Parameter Name	DEFAULT	Description & Options
dataset_uri (train)	[train_dataset/]	Enter the folder path where the training data is located. (Enter the csv file name X) and concat all the csv under the path you entered.
dataset_uri (inference)	inference_dataset	Enter the folder path where the inference data is located. (Enter the csv file name X) and concat all the csv under the path you entered.

*Imports all files in the entered path subfolder and merges them. *All columns in the merged file must have the same name.

User Parameter ('function')

The fields below 'function' refer to the function name. The 'function: input' below means input step.
'argument' means the user arguments of the input function('function: input'). User arguments are settings for data analysis provided for each function. For an explanation of this, please see the User arguments explanation below.

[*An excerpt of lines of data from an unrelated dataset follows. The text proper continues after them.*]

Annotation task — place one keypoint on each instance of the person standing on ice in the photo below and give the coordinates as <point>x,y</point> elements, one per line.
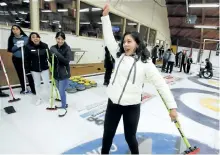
<point>62,54</point>
<point>133,67</point>
<point>36,64</point>
<point>17,40</point>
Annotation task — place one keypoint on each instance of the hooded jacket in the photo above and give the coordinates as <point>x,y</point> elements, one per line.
<point>127,90</point>
<point>61,61</point>
<point>36,57</point>
<point>12,42</point>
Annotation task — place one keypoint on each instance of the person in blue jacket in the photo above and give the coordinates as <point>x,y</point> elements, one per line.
<point>16,40</point>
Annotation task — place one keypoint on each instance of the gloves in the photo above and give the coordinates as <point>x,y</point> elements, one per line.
<point>20,43</point>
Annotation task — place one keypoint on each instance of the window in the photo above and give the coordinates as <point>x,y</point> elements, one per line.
<point>131,26</point>
<point>12,12</point>
<point>117,26</point>
<point>144,33</point>
<point>58,15</point>
<point>152,37</point>
<point>90,21</point>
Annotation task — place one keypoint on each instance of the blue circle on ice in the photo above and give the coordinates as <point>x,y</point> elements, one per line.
<point>151,143</point>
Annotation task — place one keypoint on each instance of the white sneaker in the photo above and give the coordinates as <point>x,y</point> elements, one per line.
<point>62,112</point>
<point>38,102</point>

function: # Required) user-defined function
input:
def: pipeline.input # {python filename}. {function name}
argument:
file_type: csv
encoding: utf-8
            ...

User arguments explained

What are User arguments?

User arguments are used as parameters for setting the behavior of each asset, and they are written under the 'args' of each step in the experimental_plan.yaml. Each function that makes up the pipeline of AI Contents provides user arguments so that users can apply various functions to their data. Users can change and add user arguments by referring to the guide below to model according to their data. User arguments are divided into 'required arguments', which are pre-written in the experimental_plan.yaml, and 'Custom arguments', which are added by the user after viewing the guide.

Required arguments

Required arguments are the default arguments that are shown directly in the experimental_plan.yaml. Most required arguments have a default value set in the YAML file.
Data-related arguments in the experimental_plan.yaml must be set by the user. (ex. x_columns, y_column)

Custom arguments

Custom arguments are not written in the experimental_plan.yaml, but they are provided by each function and can be used by the user in addition to the experimental_plan.yaml. I use it by adding it to the 'argument' for each function in the YAML file.

TCR's pipeline is composed of Input - Readiness - Preprocess - Modeling(train/inference) functions, and user arguments are configured differently according to the function of each function. Start by modeling with the required arguments settings in your experimental_plan.yaml, then add user arguments to create a TCR model that fits your data!

train:
  ...
pipeline: [input, readiness, preprocess, sampling, train] # list of functions to be executed

inference:
  ...
pipeline: [input, readiness, preprocess, sampling, inference] # list of functions to be executed

Summary of User arguments

Below is a summary of user arguments in TCR. You can click on 'Argument name' to go to the detailed description of the argument. Currently, TCR only provides user arguments for train pipelines. The Inference Pipeline automatically fetches and uses the arguments settings used by the train. Therefore, you only need to write user arguments for train pipelines.

Default

The 'Default' field is the default value for the user argument.
If there is no default value, it is written as '-'.
If there is logic in default, it is marked as 'Note explanation'. Click 'Argument Name' to see the detailed description

ui_args

The 'ui_args' in the table below indicates whether the 'ui_args' function is supported, which allows you to change the argument value in the UI of AI Conductor.
O: If you enter the argument name under 'ui_args' in the experimental_plan.yaml, you can change the arguments value in the AI Conductor UI.
X: Doesn't support the 'ui_args' feature.
For a more detailed explanation of "ui_args", please check out the following guide. [Write UI Parameter](.. /.. /alo/alo-v3/register_ai_solution/write_ui_parameter)

User settings required?

In the table below, 'User Settings Required' is the user arguments that the user must check and change in order to make AI Contents work.
O: Arguments, usually assignments, where you enter data-related information, which you need to check before modeling.
X: If the user does not change the value, the modeling proceeds to the default value.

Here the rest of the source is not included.